Suoni volanti e dischi terrestri (I parte)
di
Gennaro Fucile

 



Posto che si sia davvero chiamato Herman Poole “Sonny” Blount e nato sul serio in Alabama nel 1914 (o 1915? il dubbio rimane), Sun Ra è l’Hugo Gernsback della fantascienza musicale. Se il primo fonda il genere letterario moderno, il secondo scrive lo spartito di base da cui nessuno potrà più prescindere. Sun Ra adopera titoli schiettamente sci-fi, impiega suoni elettronici (già nei primi anni 50 mise a punto una tastiera elettrica dai suoni un po’ theremin, un po’ Onde Martenot), miscela jazz e popular music, swing e free, configura la sua orchestra come una setta, la rimodella a suo piacimento a iniziare dal nome (Myth Science Arkestra, Astro Infinity Arkestra, Solar Arkestra, ecc.), mentre i suoi componenti si legano al band leader come fan in un circolo, sedotti da un personaggio favoloso (se stesso, ma non importa). Afrodianetica di un freak non così out da non sapere che negli anni 50 tecnologie sofisticate stanno irrompendo sulla scena in compagnia di nuovi suoni, tecnologie di uso quotidiano che offrono benessere, tempo libero, redditi maggiori e dando luogo a non poche metamorfosi, quella possibile in tempo di guerra per effetto delle radiazioni nucleari e quella effettuata nella pace parallela con la generazione dei non adulti, ad esempio, trasformata in giovani. 

Muta anche la fantascienza, da adolescenziale diventa adulta, mentre la sua dimensione più meravigliosa inizia lentamente a trasmigrare in nuove dimensioni, musicali non letterarie. Sun Ra miscela exotica, jazz e science fiction, tre prodotti culturali tipici del made in Usa. Quello che fa di questa operazione un caso irripetibile è la mancanza del target di riferimento. Sun Ra arriva prima che quei minorenni appassionati di fantascienza, quelle minoranze che apprezzano il jazz, quegli adolescenti ribelli pazzi per il rock and roll e tutti coloro che usufruiscono del nuovo benessere del dopoguerra, sognando vacanze ed avventure in luoghi esotici, diventino un solo soggetto. 
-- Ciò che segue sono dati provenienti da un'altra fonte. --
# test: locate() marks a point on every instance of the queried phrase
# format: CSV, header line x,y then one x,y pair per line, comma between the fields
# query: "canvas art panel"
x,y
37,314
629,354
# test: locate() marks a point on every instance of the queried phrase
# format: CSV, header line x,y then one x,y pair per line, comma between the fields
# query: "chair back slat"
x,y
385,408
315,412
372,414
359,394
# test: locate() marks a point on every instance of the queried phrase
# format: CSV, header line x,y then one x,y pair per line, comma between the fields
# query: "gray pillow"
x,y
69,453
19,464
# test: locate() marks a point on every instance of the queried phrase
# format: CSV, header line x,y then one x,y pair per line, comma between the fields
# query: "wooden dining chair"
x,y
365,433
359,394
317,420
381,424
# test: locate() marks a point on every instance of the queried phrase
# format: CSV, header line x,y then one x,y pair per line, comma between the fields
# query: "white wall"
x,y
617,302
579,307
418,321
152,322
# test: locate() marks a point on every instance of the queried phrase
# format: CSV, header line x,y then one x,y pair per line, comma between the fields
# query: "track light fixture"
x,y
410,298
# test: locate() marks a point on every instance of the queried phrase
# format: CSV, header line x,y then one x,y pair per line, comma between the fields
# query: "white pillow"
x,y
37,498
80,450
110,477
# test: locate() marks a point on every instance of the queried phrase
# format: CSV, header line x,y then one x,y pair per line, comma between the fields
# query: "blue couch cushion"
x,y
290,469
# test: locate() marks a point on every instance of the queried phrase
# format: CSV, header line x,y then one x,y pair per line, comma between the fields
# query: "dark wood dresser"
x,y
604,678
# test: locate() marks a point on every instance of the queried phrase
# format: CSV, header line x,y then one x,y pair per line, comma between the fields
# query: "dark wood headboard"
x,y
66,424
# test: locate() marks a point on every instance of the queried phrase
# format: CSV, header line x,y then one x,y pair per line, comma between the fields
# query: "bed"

Il passaggio intermedio è nel segno di Bond, dei Beatles e del moog. Il primo si fa carico di aggiornare il cocktail con una dose di spettacolarità che Sun Ra non poteva certo permettersi. I Fab Four fanno emergere il target e fondano il genere musicale più idoneo alla fantascienza: il pop. Il terzo segna lo stadio più alto dell’elettronica analogica. Strumento elettronico inventato dall’ingegnere Robert Moog (scomparso di recente) nel 1964, coetaneo di un'altra meraviglia della tecnica, il mellotron, un antenato del campionatore, il moog, - sintetizzatore di suoni per antonomasia - esplode nel 1968 quando Walter Carlos decide di utilizzarlo per eseguire i Concerti Brandeburghesi di Bach. L’album Switched on Bach ottiene un successo enorme e il moog si trasforma nell’oggetto del desiderio di quanti cercano il colore del futuro nella loro musica. L’anno prima non aveva funzionato sul piano commerciale un altro album per solo moog, In Sound From Way Out di Jean-Jacques Perrey e Gershon Kingsley. Le note di copertina dichiaravano: “Ecco la musica elettronica di facile consumo che presto verrà ascoltata dai juke-box delle stazioni spaziali interplanetarie, dove faranno sosta le navicelle spaziali durante i loro lunghi viaggi”. Insomma, i tempi stavano cambiando.